How many times do we have to be told that we should be providing this accessway to members of staff in this place? How many times have we been told that giving access to the PID Act to members of staff is an important integrity measure? If there is an argument that there are potentially other avenues that MOP staff can take, then fine; let there be other avenues. But why wouldn't we provide as many ways as possible for MOP(S) Act staff to make a disclosure and have the protections they need to feel safe? That's what the PID Act does; it allows people who work for the government to make a disclosure in the public interest and do it in a way that they feel safe. That's why we're moving these amendments, and that's why we'd hoped to get support from the rest of the chamber.

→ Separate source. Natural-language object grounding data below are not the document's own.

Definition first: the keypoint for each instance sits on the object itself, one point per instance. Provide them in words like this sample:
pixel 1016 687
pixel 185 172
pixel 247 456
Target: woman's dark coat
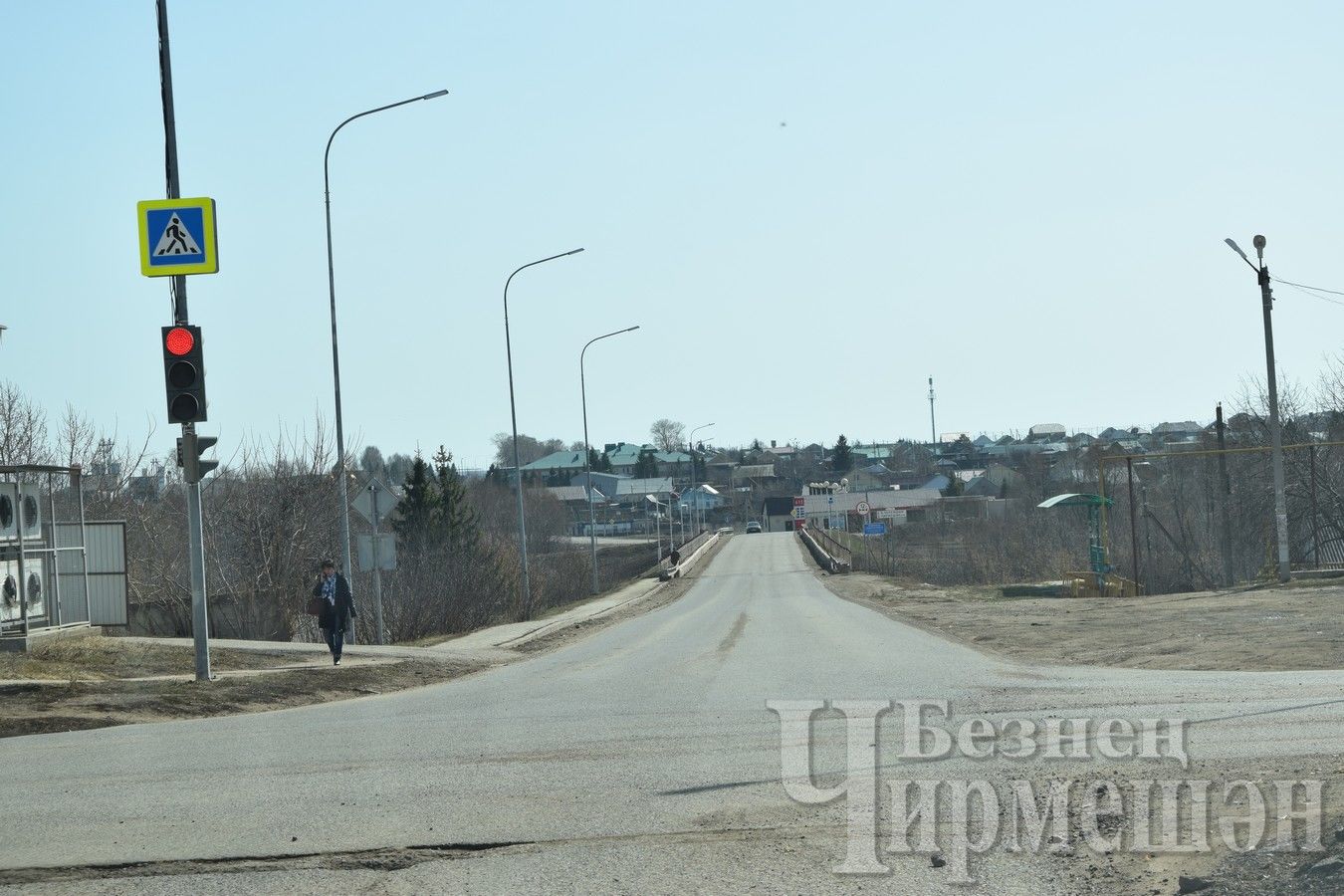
pixel 344 608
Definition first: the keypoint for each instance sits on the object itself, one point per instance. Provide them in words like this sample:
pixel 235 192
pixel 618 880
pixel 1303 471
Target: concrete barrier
pixel 820 555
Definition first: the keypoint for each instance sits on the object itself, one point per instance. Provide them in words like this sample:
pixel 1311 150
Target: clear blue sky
pixel 808 207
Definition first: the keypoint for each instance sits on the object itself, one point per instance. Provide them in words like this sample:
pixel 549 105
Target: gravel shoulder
pixel 1281 629
pixel 93 681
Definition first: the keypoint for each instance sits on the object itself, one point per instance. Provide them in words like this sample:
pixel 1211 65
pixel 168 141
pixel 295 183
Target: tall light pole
pixel 346 567
pixel 526 598
pixel 691 445
pixel 587 449
pixel 1274 429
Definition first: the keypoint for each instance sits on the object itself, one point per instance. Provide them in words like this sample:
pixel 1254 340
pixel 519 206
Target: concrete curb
pixel 653 588
pixel 818 554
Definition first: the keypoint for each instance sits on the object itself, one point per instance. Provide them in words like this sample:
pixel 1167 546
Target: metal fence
pixel 1205 518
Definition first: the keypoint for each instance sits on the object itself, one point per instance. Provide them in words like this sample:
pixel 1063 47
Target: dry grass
pixel 1269 629
pixel 100 658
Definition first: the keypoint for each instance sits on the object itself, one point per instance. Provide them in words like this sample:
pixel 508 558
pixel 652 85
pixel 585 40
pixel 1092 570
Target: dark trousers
pixel 335 639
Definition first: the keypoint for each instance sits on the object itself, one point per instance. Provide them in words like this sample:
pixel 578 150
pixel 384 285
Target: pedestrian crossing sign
pixel 177 237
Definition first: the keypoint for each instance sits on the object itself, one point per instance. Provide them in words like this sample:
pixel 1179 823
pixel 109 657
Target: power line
pixel 1314 292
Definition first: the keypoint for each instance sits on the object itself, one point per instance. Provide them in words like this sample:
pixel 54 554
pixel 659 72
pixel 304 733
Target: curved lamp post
pixel 587 449
pixel 1271 379
pixel 331 284
pixel 518 468
pixel 691 445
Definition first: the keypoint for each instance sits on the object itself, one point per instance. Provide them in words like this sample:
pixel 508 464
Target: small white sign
pixel 386 553
pixel 364 501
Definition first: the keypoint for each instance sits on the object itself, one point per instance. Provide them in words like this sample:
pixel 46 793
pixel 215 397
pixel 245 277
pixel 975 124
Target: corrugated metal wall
pixel 107 551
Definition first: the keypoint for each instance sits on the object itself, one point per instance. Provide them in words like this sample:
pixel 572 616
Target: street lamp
pixel 691 445
pixel 1274 430
pixel 587 469
pixel 331 284
pixel 518 468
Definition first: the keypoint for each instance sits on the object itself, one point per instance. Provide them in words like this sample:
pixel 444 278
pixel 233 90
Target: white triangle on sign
pixel 176 239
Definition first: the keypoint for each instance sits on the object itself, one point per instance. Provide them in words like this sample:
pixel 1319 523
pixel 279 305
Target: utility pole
pixel 378 568
pixel 195 535
pixel 1274 429
pixel 1225 489
pixel 933 426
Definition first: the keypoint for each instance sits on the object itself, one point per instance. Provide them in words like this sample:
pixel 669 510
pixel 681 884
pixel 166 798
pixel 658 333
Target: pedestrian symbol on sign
pixel 176 239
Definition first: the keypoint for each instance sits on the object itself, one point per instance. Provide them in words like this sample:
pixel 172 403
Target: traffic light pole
pixel 195 535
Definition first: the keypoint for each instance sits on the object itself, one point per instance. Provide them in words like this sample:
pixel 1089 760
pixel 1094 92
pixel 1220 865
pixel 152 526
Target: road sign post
pixel 177 238
pixel 369 504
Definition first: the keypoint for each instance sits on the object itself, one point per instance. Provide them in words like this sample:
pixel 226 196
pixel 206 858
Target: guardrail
pixel 820 546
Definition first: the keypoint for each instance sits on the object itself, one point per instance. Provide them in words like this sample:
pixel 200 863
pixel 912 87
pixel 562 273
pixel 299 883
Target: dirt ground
pixel 667 594
pixel 95 683
pixel 1279 629
pixel 99 658
pixel 69 684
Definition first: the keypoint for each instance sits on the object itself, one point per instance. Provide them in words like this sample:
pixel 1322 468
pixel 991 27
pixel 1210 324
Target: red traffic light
pixel 179 341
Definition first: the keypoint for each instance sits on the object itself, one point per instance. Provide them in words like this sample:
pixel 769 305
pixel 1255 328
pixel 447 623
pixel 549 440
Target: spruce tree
pixel 418 508
pixel 456 522
pixel 841 460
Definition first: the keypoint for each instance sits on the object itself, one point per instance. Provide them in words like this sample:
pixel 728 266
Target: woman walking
pixel 337 607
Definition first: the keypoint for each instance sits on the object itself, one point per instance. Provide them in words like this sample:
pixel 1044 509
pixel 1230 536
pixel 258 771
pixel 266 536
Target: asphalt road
pixel 640 760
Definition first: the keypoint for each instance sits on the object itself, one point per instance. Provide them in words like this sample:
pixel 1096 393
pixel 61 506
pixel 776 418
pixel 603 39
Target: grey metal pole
pixel 1275 429
pixel 199 614
pixel 195 533
pixel 933 427
pixel 691 445
pixel 378 571
pixel 331 285
pixel 23 569
pixel 587 449
pixel 1225 489
pixel 526 595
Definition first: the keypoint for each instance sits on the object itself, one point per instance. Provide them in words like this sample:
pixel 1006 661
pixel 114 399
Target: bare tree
pixel 371 460
pixel 529 448
pixel 668 435
pixel 23 427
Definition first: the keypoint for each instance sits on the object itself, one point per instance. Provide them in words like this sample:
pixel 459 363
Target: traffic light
pixel 190 448
pixel 184 373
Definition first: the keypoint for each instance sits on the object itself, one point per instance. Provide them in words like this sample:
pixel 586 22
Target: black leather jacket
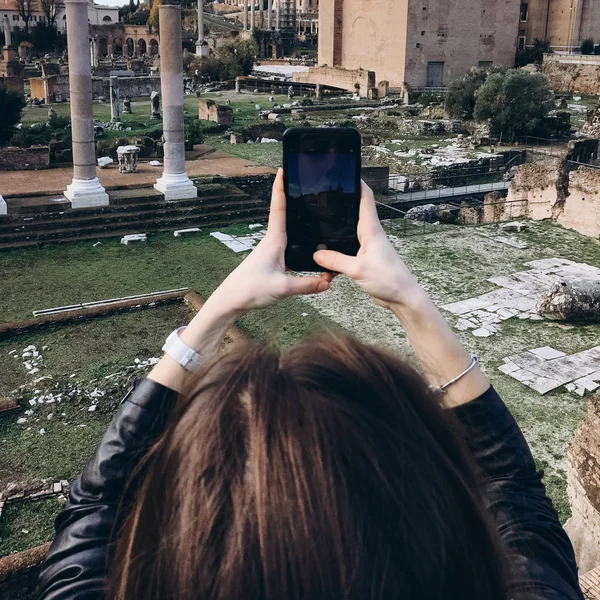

The government does not support the amendments. The government supports effective and accessible protections for whistleblowers, including appropriate protections for persons who disclose wrongdoing, including MOP(S) Act staff. The government understands the intention of these amendments is to apply the Public Interest Disclosure Act to MOP(S) Act staff. However, this amendment would not achieve this outcome as the Public Interest Disclosure Act as drafted is not set up to deal with disclosures about or by MOP(S) Act staff. The proposed amendments give rise to a range of complex policy issues that would be appropriately dealt with in the context of implementing relevant recommendations in the Set the standard report or as part of a comprehensive second stage of PID reforms.